Santhana Mary’s husband (Palur, Tamil Nadu, 1964) drank himself young, “like most of the boys here,” he says, leaning. Puducherry, in this rural town bordering the Union Territory, where the distilleries on the other side of the border have polluted not only the waters of the river, but also men. “He never brought a casual worker home. He drank and was left with the little left of his pocket when he threw it on the ground. Imagine that at the time the government participated in the vasectomy campaign to control the population so that they could drink the money they were paid for in exchange for the operation.” Santhana Mary's is a life story full of humiliations, blows and contempt. “When my husband died of a liver disease, I won peace inside my house, but my compatriots turned my back out.” In fact, Indian superstitions regard widows as carriers of bad luck, far and away from public life. “I have been out of the house for nineteen years before 7:00; I am not the first person anyone can see in the morning.”

Dalit, wife and widow

Janagi, Selva, Aasha and Santhana are victims of the agricultural crisis in India, but it is not the only burden they bear on their heads. Intersectionality is an essential prism to approach understanding in India: these women are situated at underlying levels of castes, classes, genders and other social hierarchies, and the oppression they bear is equal to that multiple marginal position.

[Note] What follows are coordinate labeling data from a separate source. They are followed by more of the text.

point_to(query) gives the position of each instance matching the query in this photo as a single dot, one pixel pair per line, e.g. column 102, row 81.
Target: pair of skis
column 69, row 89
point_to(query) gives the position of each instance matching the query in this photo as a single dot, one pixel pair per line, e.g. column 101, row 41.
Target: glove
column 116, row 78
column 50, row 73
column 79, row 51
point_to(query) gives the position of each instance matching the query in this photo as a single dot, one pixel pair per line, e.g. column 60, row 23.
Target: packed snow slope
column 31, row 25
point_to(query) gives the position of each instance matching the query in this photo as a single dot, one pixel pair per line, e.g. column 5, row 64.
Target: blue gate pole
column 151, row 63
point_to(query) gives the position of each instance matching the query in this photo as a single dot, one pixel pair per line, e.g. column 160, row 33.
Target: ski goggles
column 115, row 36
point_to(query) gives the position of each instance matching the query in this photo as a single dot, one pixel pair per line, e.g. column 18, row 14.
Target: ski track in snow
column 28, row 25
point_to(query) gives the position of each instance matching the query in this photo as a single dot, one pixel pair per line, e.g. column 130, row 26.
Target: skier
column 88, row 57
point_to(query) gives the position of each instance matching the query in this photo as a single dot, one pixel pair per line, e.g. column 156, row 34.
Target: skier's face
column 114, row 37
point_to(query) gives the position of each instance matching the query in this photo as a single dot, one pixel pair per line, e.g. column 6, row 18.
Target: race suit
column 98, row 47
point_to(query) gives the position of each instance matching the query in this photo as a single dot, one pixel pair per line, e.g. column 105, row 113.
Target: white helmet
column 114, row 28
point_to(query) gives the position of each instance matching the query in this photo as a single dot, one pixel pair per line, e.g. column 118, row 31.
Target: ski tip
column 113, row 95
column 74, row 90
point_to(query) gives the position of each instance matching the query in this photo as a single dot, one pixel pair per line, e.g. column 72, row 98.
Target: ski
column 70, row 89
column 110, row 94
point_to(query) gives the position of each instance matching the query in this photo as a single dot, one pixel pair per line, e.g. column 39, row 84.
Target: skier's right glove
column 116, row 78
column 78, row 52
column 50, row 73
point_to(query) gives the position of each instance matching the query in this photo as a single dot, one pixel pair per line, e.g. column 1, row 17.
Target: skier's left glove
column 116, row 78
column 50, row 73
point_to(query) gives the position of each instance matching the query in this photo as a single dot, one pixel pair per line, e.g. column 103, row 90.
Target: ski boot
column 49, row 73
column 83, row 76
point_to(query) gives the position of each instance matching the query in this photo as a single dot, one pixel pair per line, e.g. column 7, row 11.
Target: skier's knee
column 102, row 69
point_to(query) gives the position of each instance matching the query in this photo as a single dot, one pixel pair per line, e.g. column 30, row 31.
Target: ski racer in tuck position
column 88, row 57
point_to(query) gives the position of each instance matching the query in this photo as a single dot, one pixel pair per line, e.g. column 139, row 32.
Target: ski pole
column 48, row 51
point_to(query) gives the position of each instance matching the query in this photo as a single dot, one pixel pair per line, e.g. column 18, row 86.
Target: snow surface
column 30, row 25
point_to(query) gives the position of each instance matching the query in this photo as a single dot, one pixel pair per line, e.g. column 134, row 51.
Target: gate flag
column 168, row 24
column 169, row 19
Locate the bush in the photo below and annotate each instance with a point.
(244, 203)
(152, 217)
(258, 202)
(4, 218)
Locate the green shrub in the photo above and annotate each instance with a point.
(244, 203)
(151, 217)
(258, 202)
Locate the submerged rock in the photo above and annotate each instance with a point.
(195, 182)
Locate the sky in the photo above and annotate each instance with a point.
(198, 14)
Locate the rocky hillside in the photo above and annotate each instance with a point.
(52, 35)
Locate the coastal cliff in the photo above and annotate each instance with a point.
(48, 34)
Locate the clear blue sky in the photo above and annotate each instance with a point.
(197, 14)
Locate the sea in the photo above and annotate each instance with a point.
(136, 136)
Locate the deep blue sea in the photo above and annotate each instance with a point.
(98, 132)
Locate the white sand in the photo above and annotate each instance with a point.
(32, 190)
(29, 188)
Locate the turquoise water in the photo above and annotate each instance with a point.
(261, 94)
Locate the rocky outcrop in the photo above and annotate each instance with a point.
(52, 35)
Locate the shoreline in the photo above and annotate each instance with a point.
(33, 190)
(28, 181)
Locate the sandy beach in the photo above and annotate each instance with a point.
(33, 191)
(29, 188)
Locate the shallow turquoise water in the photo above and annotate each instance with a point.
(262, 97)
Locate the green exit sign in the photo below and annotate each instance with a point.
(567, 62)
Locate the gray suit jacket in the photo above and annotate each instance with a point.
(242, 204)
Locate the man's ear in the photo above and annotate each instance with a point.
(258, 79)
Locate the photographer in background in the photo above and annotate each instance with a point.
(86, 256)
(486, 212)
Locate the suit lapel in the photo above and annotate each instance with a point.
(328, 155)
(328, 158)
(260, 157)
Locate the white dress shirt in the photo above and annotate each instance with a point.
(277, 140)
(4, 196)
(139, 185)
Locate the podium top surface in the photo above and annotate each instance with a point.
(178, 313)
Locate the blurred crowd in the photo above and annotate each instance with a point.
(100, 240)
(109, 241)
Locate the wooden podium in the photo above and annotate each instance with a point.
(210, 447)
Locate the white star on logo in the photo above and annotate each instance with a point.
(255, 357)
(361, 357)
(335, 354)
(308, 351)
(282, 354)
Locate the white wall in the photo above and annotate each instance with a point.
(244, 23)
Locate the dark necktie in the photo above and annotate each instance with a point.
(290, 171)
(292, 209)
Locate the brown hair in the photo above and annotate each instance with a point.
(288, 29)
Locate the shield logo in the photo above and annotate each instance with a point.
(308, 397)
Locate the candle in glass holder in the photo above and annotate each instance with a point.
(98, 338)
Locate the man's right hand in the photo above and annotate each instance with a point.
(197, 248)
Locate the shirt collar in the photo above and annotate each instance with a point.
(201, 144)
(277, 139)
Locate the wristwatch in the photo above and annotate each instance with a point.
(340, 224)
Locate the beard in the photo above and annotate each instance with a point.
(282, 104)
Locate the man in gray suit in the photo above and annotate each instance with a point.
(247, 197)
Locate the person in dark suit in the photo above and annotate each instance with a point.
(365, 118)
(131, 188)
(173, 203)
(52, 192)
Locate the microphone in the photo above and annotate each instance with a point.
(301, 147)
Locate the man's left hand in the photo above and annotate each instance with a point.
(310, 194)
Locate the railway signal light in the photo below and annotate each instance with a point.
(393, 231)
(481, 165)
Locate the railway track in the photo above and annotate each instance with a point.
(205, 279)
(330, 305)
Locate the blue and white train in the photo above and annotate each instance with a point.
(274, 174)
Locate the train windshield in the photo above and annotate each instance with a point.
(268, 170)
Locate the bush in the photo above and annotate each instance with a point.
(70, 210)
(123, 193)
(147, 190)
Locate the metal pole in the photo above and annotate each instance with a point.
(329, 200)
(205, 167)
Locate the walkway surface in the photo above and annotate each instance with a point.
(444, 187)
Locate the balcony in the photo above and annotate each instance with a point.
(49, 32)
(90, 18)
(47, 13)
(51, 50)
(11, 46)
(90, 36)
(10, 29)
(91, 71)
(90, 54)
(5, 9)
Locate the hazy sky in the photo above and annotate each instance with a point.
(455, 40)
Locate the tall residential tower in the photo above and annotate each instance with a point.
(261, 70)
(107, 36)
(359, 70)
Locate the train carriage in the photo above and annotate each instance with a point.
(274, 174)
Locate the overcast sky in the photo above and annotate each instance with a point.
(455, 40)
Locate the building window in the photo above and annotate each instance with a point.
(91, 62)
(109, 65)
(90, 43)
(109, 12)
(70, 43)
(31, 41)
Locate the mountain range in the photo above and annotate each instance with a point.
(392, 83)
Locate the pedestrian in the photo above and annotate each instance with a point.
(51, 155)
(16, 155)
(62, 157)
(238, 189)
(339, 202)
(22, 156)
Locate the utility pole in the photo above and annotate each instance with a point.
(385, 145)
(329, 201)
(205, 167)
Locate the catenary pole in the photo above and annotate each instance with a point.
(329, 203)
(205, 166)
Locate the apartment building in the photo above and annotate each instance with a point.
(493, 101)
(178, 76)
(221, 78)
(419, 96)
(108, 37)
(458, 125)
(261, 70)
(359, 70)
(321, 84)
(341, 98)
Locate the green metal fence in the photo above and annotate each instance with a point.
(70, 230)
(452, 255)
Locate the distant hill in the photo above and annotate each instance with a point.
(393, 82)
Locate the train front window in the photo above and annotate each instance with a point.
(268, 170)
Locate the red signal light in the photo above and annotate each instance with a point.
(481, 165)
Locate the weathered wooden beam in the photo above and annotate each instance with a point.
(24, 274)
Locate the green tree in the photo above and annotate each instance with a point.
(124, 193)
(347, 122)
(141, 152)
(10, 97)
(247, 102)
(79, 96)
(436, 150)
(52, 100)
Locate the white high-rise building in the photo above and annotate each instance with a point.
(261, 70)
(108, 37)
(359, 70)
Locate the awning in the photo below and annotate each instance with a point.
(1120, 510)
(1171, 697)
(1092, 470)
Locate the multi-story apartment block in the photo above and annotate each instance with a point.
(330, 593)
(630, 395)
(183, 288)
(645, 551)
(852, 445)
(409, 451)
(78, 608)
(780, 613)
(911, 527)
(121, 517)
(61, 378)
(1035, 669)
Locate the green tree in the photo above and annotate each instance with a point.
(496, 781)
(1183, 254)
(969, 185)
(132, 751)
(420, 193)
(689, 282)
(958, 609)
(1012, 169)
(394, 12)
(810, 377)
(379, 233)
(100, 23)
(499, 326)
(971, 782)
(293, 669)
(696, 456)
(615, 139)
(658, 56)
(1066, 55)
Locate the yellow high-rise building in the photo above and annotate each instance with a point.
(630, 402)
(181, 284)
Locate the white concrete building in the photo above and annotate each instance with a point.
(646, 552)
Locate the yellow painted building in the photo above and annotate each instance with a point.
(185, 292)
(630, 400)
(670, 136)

"We were never rich, but when time was cyclical, the wage was guaranteed. Now we live
in uncertainty" Selva Nayagi

Akila Natarajan (Thiruvarur, Tamil Nadu, 1977), coordinator of the Nagapattinam Widows Federation, tells us very clearly how the loss of a husband increases old age: “Husbands are in many cases internal punishers, but at the same time they reject potential external aggressors. It's very common for high-level men to rape women from lower castes. Once this head of household figure has disappeared, these women are considered aggressive not only by high-level women but also by men of the same rank”. Once widowed, tradition forces them to take Thali's wedding necklace away from the colorful sharis and to target the front point, the boat or the bindi, not in red. They are identifying signals, marks of a given status. They cannot participate in celebrations and marriage is almost impossible for a woman who lost virginity long ago. “But they are the only support of their children,” says Natarajan-, and their only goal is to push them forward. If you cannot live as a casual worker, you will clean the toilets of the houses of the rich, you will accept extortion of all kinds, or you will resort to prostitution, if it is nothing else.” From the outside, we can hardly think of the extent of these women's capacity for suffering. In any case, it is as big as the dependence it brings them.